A label is the correct answer you want the model to predict. Labels are what you have during training; at inference time you're trying to predict them for new, unseen inputs.

Label examples:
- Will this patient develop sepsis?          → binary: 0 or 1
- What drug class is this?                   → multi-class: 0, 1, 2, 3
- What will this patient's INR be in 7 days? → continuous number

| Other names | Same thing | |---|---| | Target, output, y, response variable | They all mean "the thing you're predicting" |


A Complete Example

Python
import pandas as pd
from sklearn.linear_model import LogisticRegression

# Dataset: predict whether a drug is an anticoagulant
data = pd.DataFrame({
    "mol_weight":      [296.3, 180.2, 419.5, 334.4],
    "log_p":           [2.4,   -3.1,   3.8,   1.2],
    "hbd_count":       [1,      4,      2,     3],       # Hydrogen bond donors
    "is_anticoagulant":[1,      0,      1,     0],       # Label
})

# Separate features (X) and label (y)
X = data[["mol_weight", "log_p", "hbd_count"]]   # Feature matrix: (4, 3)
y = data["is_anticoagulant"]                     # Label vector: (4,)

# Train
model = LogisticRegression()
model.fit(X, y)

# Predict for a new compound
new_compound = [[310.0, 2.1, 1]]   # Features only — no label known yet
prediction = model.predict(new_compound)
print(prediction)   # [1] — model predicts anticoagulant

Raw Features vs Engineered Features

Raw features come directly from the data source.
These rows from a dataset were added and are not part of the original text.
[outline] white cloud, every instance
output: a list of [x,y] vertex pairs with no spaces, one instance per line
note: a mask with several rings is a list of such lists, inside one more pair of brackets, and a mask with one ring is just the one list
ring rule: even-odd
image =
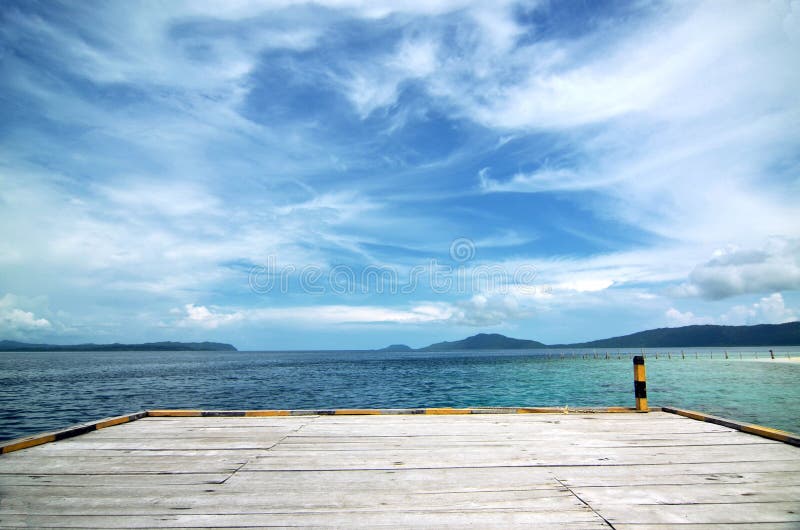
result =
[[220,213],[219,200],[195,183],[159,183],[149,182],[146,178],[131,179],[114,186],[101,186],[100,193],[119,208],[133,214],[144,211],[182,217]]
[[692,324],[721,324],[750,326],[754,324],[783,324],[797,320],[797,311],[787,307],[781,293],[772,293],[750,305],[735,305],[718,317],[697,316],[691,311],[681,312],[671,307],[665,313],[672,326]]
[[800,289],[800,239],[772,238],[759,249],[728,246],[697,265],[677,294],[712,300]]
[[671,4],[633,33],[517,50],[545,53],[521,81],[483,87],[492,97],[444,90],[486,125],[561,132],[571,149],[532,171],[482,171],[481,191],[591,190],[602,217],[687,247],[800,236],[797,186],[779,170],[800,142],[800,70],[787,67],[796,47],[783,29],[792,9]]
[[446,303],[421,303],[408,309],[349,305],[224,309],[188,304],[180,322],[206,328],[241,321],[294,325],[421,324],[446,321],[452,315],[453,309]]
[[581,190],[597,186],[596,181],[569,169],[543,169],[533,173],[516,173],[510,179],[498,181],[479,175],[481,190],[487,193],[514,191],[537,192],[554,190]]
[[530,316],[532,309],[521,305],[515,296],[474,295],[457,302],[418,302],[407,307],[376,305],[313,305],[270,308],[220,308],[187,304],[179,324],[214,329],[237,323],[272,323],[296,326],[336,326],[342,324],[452,324],[481,327],[507,324]]
[[224,324],[238,322],[244,318],[241,312],[223,313],[206,306],[186,304],[185,324],[195,324],[204,328],[214,329]]
[[429,39],[409,37],[393,53],[348,65],[348,72],[332,76],[362,118],[397,100],[400,85],[435,72],[438,46]]
[[773,293],[761,298],[750,306],[737,305],[719,318],[720,324],[752,325],[783,324],[797,320],[797,312],[789,307],[780,293]]
[[37,317],[32,311],[19,308],[24,301],[10,293],[0,298],[0,334],[3,337],[20,337],[30,332],[50,330],[49,320]]
[[695,316],[691,311],[681,312],[670,307],[665,313],[669,326],[690,326],[695,324],[712,324],[713,319]]

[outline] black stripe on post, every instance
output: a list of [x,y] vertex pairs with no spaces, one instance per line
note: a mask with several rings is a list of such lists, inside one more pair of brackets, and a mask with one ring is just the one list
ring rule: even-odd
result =
[[641,355],[634,356],[633,364],[644,364],[644,357],[642,357]]
[[644,381],[634,381],[633,382],[633,392],[637,398],[646,398],[647,397],[647,383]]

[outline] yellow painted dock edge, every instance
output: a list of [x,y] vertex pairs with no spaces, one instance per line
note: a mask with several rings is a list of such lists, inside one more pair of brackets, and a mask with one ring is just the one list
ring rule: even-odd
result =
[[[654,410],[654,409],[651,409]],[[658,410],[658,409],[655,409]],[[294,410],[148,410],[150,417],[256,417],[256,416],[390,416],[402,414],[463,415],[463,414],[578,414],[639,412],[633,407],[433,407],[419,409],[294,409]]]
[[[650,409],[657,410],[657,409]],[[128,423],[144,417],[151,418],[199,418],[199,417],[265,417],[265,416],[375,416],[375,415],[462,415],[462,414],[591,414],[639,412],[632,407],[477,407],[477,408],[419,408],[419,409],[309,409],[309,410],[190,410],[157,409],[135,412],[124,416],[104,418],[89,423],[81,423],[60,431],[47,432],[0,442],[0,454],[19,451],[48,442],[64,440],[87,432],[105,429],[114,425]]]
[[743,423],[740,421],[729,420],[727,418],[720,418],[719,416],[712,416],[710,414],[705,414],[703,412],[697,412],[694,410],[676,409],[673,407],[661,407],[661,410],[663,412],[669,412],[670,414],[677,414],[679,416],[684,416],[697,421],[705,421],[707,423],[722,425],[723,427],[728,427],[729,429],[746,432],[748,434],[755,434],[756,436],[761,436],[762,438],[769,438],[770,440],[776,440],[800,447],[800,435],[788,431],[781,431],[779,429],[755,425],[753,423]]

Engineered features are derived or transformed to help the model learn better.

Python
# Raw features from an EHR record:
raw = {
    "date_of_birth": "1958-03-14",
    "admission_date": "2024-06-10",
    "medications": "warfarin, metoprolol, omeprazole",
    "creatinine": 1.4,
}

# Engineered features:
from datetime import date

engineered = {
    # Derived: age in years
    "age": (date(2024, 6, 10) - date(1958, 3, 14)).days // 365,

    # Extracted: medication count
    "med_count": len(raw["medications"].split(",")),

    # Flagged: is on anticoagulant
    "on_anticoagulant": int("warfarin" in raw["medications"]),

    # Renal function category (binned)
    "renal_impairment": int(raw["creatinine"] > 1.2),
}

Features in NLP and LLM Systems

For text-based ML (NLP), features aren't numeric columns — they're representations of text.

Python
# Traditional NLP: TF-IDF features
from sklearn.feature_extraction.text import TfidfVectorizer

corpus = [
    "warfarin is an oral anticoagulant",
    "aspirin reduces fever and inflammation",
    "metformin lowers blood glucose in diabetes",
]
vectorizer = TfidfVectorizer()
X = vectorizer.fit_transform(corpus)
print(X.shape)   # (3, n_unique_words) — each word is a feature

# Modern: embedding features from an LLM
# Each text is represented as a high-dimensional vector
# Embedding models: text-embedding-3-small, sentence-transformers, etc.
# X.shape would be (3, 1536) — 1536-dimensional embedding vectors

Label Types

| Label Type | Task | Example | |---|---|---| | Binary | Binary classification | Sepsis: yes / no | | Multi-class | Multi-class classification | Drug class: A / B / C / D | | Multi-label | Multi-label classification | Side effects: can be multiple | | Continuous | Regression | INR value, dose in mg | | Sequence | Sequence labeling (NER) | Token → drug-name / dose / route | | Ranking | Learning to rank | Most relevant document first |


The Feature Matrix Shape

In scikit-learn and NumPy, features are always shaped as (n_samples, n_features):

Python
import numpy as np

# 1000 patients, each described by 20 features
X = np.random.randn(1000, 20)   # Shape: (1000, 20)
y = np.random.randint(0, 2, 1000)  # Shape: (1000,) — one label per patient

print(f"Samples:  {X.shape[0]}")   # 1000 — one row per patient
print(f"Features: {X.shape[1]}")   # 20 — one column per feature
print(f"Labels:   {y.shape}")      # (1000,)

Interview Answer Template

Q: What is the difference between a feature and a label?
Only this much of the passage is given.